作为一个从1998年法国世界杯就开始追更的老球迷,每次被问到"中国有进足球世界杯吗"这个话题,我总会先叹口气,然后苦笑着打开话匣子。是啊,这个看似简单的问题,却藏着我们几代球迷最深的执念和最痛的伤疤。
记得那是2001年10月7日,我还在大学宿舍里,十几个男生挤在一台14寸的电视机前。当于根伟那脚捅射破门的瞬间,整栋宿舍楼爆发出地震般的呐喊。我们疯狂地拍打着铁架床,有人把暖水瓶都摔碎了——在那一刻,所有疯狂都是被允许的。第二天上课时,教授看着底下通宵庆祝的黑眼圈们,破天荒地没有点名。

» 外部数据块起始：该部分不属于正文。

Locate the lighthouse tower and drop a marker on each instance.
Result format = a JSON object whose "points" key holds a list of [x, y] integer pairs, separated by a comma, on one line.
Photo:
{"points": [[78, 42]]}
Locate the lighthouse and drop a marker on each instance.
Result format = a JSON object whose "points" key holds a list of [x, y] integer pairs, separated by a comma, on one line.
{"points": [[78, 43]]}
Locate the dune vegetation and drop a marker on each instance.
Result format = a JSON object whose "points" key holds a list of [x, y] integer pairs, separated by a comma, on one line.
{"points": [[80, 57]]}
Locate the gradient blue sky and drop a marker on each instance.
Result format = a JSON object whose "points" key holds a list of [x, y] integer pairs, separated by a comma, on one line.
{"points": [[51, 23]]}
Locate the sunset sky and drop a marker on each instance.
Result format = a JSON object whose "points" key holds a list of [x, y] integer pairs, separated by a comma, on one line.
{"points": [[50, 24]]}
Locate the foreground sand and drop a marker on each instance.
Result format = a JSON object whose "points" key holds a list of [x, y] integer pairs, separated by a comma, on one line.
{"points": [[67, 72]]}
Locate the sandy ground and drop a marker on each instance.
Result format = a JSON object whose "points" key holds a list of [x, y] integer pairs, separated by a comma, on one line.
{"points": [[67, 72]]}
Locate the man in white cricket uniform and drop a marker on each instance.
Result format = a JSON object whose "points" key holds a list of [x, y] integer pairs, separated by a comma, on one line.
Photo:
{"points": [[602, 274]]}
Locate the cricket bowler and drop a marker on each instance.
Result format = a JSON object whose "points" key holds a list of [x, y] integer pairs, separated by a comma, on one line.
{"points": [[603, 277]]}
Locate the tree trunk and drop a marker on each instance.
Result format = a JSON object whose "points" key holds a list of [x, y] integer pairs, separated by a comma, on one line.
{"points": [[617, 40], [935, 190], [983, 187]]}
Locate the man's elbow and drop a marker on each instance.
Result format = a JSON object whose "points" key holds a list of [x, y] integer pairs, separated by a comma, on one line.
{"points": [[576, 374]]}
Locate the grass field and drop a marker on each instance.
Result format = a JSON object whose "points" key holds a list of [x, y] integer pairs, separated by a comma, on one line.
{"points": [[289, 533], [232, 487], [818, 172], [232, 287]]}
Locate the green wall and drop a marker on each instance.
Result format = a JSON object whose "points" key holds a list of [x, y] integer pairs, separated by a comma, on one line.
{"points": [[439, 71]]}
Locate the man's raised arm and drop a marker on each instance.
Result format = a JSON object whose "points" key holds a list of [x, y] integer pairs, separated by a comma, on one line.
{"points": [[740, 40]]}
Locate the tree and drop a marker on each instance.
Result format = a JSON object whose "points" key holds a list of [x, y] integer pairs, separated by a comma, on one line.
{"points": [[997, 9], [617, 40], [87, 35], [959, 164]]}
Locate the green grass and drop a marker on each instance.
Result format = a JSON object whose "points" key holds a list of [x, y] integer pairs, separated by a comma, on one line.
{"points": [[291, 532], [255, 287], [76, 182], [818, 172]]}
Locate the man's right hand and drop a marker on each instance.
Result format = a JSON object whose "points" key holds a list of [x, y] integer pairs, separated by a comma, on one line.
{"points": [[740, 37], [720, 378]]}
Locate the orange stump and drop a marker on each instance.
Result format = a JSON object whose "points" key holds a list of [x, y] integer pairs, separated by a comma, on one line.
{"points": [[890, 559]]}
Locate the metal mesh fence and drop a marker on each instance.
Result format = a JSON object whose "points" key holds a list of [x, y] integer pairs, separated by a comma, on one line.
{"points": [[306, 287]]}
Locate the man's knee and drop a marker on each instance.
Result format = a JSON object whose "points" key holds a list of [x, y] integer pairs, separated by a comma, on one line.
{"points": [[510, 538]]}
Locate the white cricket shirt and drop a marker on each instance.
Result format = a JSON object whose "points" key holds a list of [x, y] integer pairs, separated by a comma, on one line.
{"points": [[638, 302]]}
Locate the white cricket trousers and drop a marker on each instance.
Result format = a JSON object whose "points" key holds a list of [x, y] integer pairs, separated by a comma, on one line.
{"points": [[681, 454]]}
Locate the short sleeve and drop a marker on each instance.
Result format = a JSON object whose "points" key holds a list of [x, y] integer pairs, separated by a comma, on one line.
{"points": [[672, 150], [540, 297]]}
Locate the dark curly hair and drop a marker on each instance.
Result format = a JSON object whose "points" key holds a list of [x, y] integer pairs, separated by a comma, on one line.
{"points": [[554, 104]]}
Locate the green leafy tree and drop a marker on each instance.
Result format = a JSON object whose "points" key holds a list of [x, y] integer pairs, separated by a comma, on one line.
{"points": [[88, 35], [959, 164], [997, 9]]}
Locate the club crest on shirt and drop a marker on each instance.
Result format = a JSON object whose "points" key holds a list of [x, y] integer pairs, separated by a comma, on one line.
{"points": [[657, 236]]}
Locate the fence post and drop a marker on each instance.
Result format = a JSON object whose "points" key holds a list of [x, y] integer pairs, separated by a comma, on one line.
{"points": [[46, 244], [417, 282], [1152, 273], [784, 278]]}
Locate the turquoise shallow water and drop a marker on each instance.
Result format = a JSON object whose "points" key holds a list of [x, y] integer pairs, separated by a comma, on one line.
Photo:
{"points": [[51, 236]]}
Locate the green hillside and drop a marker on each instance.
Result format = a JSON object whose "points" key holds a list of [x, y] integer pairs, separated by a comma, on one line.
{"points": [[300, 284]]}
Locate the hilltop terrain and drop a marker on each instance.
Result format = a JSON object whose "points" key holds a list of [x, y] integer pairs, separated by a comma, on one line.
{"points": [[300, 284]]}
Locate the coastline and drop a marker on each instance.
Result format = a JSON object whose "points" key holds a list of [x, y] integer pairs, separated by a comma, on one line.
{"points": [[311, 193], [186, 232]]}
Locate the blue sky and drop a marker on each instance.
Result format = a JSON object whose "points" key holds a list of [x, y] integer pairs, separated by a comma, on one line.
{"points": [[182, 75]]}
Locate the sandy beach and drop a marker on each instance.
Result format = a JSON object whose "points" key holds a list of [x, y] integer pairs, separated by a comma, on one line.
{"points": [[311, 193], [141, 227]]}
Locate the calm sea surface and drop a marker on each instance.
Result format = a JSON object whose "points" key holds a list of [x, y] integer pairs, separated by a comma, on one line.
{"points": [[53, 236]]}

"我们出线了!"这样的头条在街头巷尾被喊得嘶哑。那支由米卢带领的队伍,在沈阳五里河体育场创造了历史。郝海东、范志毅、李铁这些名字,至今仍是老球迷心中的英雄图腾。
2002年的夏天,全中国的电视机前都坐满了穿着红色助威衫的观众。我当时和同事集资买了台投影仪,在公司会议室搞起了观赛派对。但0-2负哥斯达黎加、0-4输巴西、0-3不敌土耳其的结局,让原本准备庆祝的啤酒变成了借酒浇愁。
最扎心的是对阵土耳其时,杨晨那脚击中门柱的射门。我至今记得皮球撞上门柱那声"咣"的脆响,就像敲在所有中国球迷心上的警钟。赛后数据显示,我们三场比赛零进球,在32强中排名倒数第二。
后来的故事,就像个不断循环的噩梦。2006年德国世界杯预选赛,我们连八强赛都没进去;2010年南非周期,我们在"死亡之组"提前两轮出局;2018年俄罗斯预选赛,时刻被叙利亚绝平的场景,让我气得摔了遥控器。
最痛的是2022年卡塔尔世界杯预选赛。归化球员来了,里皮回来了,所有人都说这次该轮到我上场了吧?结果面对越南这支曾经的手下败将,我们在大年初一输了个1-3。那天晚上,朋友圈里铺天盖地都是"国足拜年"的黑色幽默。
在深圳某青少年足球培训机构当教练的朋友告诉我,现在U12梯队选拔时,能凑齐30个孩子参加测试就不错了。"家长更愿意送孩子学编程",他说这话时眼神黯淡得像梅雨季的天空。
我在日本旅居的表弟发来他儿子参加小学校队训练的视频。200人的选拔队伍里,孩子们传切配合的熟练度,看得我心惊肉跳。想想国内某些职业球员的停球动作,不得不承认差距可能要从幼儿园算起。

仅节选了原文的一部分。